Investors Urged To Use Malaysia As Base For Islamic Finance


Manama (Bahrain), Oct 16 (Bernama) -- In line with efforts to promote Malaysia as an Islamic financial centre, investors are being encouraged to use the country as a gateway for investment and base for financial activities.

"Let's jointly promote Islamic finance in the international market and the mutual acceptance of each others' financial products while marketing them together," the Raja Muda of Perak, Raja Dr Nazrin Shah ibni Sultan Azlan Shah, urged in an interview here.

He pointed out that Malaysia is generally a business friendly place and there are lots of attractive policies in place for foreign investors, wanting to invest in the country.

Raja Dr Nazrin Shah, who is also the financial ambassador of the Malaysia International Islamic Financial Centre (MIFC), led a roadshow delegation comprising regulators and industry players to Qatar and Bahrain from Oct 10-15.

Tracing the development of Islamic finance in Malaysia, he said in 1983, the first Islamic bank was established in the country and in the 90s, banks were invited to open windows within their system to start trading in Islamic products.

He said the MIFC intiative was established in 2006 to establish Malaysia as the centre for Islamic finance and to integrate the country within the Islamic financial community.

"We (Malaysia) now have an Islamic capital market and are the largest producer of Sukuk (Islamic bonds).

"I think 60 percent of Sukuk originates from Malaysia. We have Islamic insurance, re-insurance and asset management, developed over the last few years," he explained.

According to Raja Dr Nazrin Shah, the underlying principle of Islamic finance is basically to prohibit accessive risk taking and speculative activities while it is also sound finance.

He said non-Muslims are also beginning to use Islamic products, especially in Malaysia.

"I think we have progressed much and Malaysia is the centre for Islamic finance," he said, when asked how far had Malaysia come as an international Islamic financial base.

He also said there was a need for greater collaboration and dialogue to promote Islamic finance in international markets.

"These are the basic pillars that have to be considered on a continuous basis in order to promote Islamic finance, he added.

"In 1997, Malaysia went through a financial crisis and that was a wake up for us.
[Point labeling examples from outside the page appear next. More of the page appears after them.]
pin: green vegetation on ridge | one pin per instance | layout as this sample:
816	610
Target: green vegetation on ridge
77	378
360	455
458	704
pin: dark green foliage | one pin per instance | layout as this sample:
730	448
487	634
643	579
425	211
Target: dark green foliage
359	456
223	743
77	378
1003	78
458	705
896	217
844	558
Since 1997, we have strengthened our financial system while putting in place stronger regulatory and supervisory considerations, for greater corporate governance and best practices.

"Because of these reforms, it has put us in good stead in withstanding the present economic crisis," he said.

He said Malaysia like many other countries had been affected by the economic crisis.

"Basically,there has been a contraction in demand for our exports.But the financial system remains strong as our banks are very well capitalised," he highlighted.

Raja Dr Nazrin Shah said Malaysia is a very open economy and its growth has been export driven.

In the present situation, he said, demand in the developed economies and Europe is low and it might take some time for them recover from the crisis.

He stated that countries like Malaysia, which traditionally depend on exports, now have to look to alternative markets as in South East Asia and boost domestic demand.